First off it is a major event since Amazon controls almost 60% of the Infrastructure as a Service market (per WSJ) and an incident like this is bad publicity for the whole cloud concept. After all if Amazon is fledgling what does that mean for Rackspace and the other IaaS players – not to mention PaaS players like Google and Microsoft (since PaaS solutions require more complicated software and higher integration with end-solutions.
It is also worth mentioning that this isn’t the major outages for Amazon. One notable “availability event” occurred in 2008 where S3 had major problem for about half a day and a few minor problem with EC2 in 2009. What’s stands out here is that the availability zones features that was supposed to isolate this type of breakdown to smaller areas broke and only sites that had data-center redundancy (like Netflix for example) managed to handle the interruption while sites like foursquare, reddit and even, it seems, a company monitoring cardiac arrests
were all harmed.
Another alarming behavior on the part of Amazon is the lack of transparency / bad crisis management in handling the outage. For example Keith Smith CEO of BigDoor (one of the startups affected by the outage) writes
“Starting at 1:41 a.m. PST, Amazon’s updates read as if they were written by their attorneys and accountants who were hedging against their stated SLA rather than being written by a tech guy trying to help another tech guy.”
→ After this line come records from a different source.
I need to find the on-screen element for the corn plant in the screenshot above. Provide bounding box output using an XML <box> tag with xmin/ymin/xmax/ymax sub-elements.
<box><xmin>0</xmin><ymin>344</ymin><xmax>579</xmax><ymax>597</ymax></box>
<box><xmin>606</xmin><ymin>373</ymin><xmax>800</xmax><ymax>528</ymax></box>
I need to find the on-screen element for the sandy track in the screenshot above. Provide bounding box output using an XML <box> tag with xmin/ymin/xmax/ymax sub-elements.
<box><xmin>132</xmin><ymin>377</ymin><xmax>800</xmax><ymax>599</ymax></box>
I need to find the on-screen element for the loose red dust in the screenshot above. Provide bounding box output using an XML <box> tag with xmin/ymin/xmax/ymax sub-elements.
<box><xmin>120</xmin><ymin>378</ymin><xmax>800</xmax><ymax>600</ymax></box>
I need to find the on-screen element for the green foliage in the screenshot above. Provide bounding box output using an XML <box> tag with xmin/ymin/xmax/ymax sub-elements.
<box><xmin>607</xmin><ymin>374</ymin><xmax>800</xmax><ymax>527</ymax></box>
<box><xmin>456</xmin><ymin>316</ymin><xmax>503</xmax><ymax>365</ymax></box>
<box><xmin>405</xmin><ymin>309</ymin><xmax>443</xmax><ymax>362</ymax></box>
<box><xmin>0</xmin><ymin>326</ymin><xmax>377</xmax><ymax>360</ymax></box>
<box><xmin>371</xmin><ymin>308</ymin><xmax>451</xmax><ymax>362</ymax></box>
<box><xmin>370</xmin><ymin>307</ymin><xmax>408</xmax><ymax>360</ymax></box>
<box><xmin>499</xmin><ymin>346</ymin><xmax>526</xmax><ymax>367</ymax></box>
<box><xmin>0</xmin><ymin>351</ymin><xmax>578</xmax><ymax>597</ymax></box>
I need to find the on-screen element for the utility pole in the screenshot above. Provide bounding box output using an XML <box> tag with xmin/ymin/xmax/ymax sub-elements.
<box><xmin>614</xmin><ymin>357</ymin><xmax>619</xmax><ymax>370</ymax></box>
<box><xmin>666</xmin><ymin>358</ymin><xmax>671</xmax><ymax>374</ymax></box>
When a big supplier fumbles a lot of companies are affected and it is bound to get big press. Also, systems, esp. complex ones, have bugs and its understandable that things may break from time to time (and I am sure that Amazon, which evidently has top talent would find a way to prevent this from recurring). However, Cloud providers need to understand that “with great power comes great responsibility” and the technical offering need to be strengthened with great support and transparency.
On the technical level, it also means that, while moving to the cloud carries a lot of benefits and can save a lot on operations costs, the responsibility for our application’s up time is still our responsibility and depending on the cost of failure (on the scale from few dollars to lives of people) we should also architect for disaster regardless of vendor claims. When we build closed systems we may look at the Mean-Time Between Failure (MTBF and MTBCF) advertised by hardware manufacturers but we’d also add software based reliability mechanisms – for the cloud that may mean cross data-center (region) deployments, cross cloud provider deployments, or even on-premise backup – This is the same measures you’d take when your dealing with the electric company, if it is important enough, you’d install UPSs and generators and alternate sites and whatnot, you just have to figure out how important business continuousness is
I guess we’ll all wait to see how all this unfolds and what will be the after-effects of this outage on Cloud-computing. I personally think that it is still a good move in many cases, however this incident, help focus that the responsibility for our application’s wellness is still ultimately ours
Edit Apr. 24th:
I just read a post in Coding Horror which refers to a year old post in Netflix’s blog called “5 lessons we’ve learned using AWS [Amazon WebSevices]“. Netflix, in case you’re wondering survived Amazon’s outage and indeed, in lesson #3 they explain that if you want to survive failures you have to plan and constantly test for it:
3. The best way to avoid failure is to fail constantly.We’ve sometimes referred to the Netflix software architecture in AWS as our Rambo Architecture. Each system has to be able to succeed, no matter what, even all on its own. We’re designing each distributed system to expect and tolerate failure from other systems on which it depends.If our recommendations system is down, we degrade the quality of our responses to our customers, but we still respond. We’ll show popular titles instead of personalized picks. If our search system is intolerably slow, streaming should still work perfectly fine.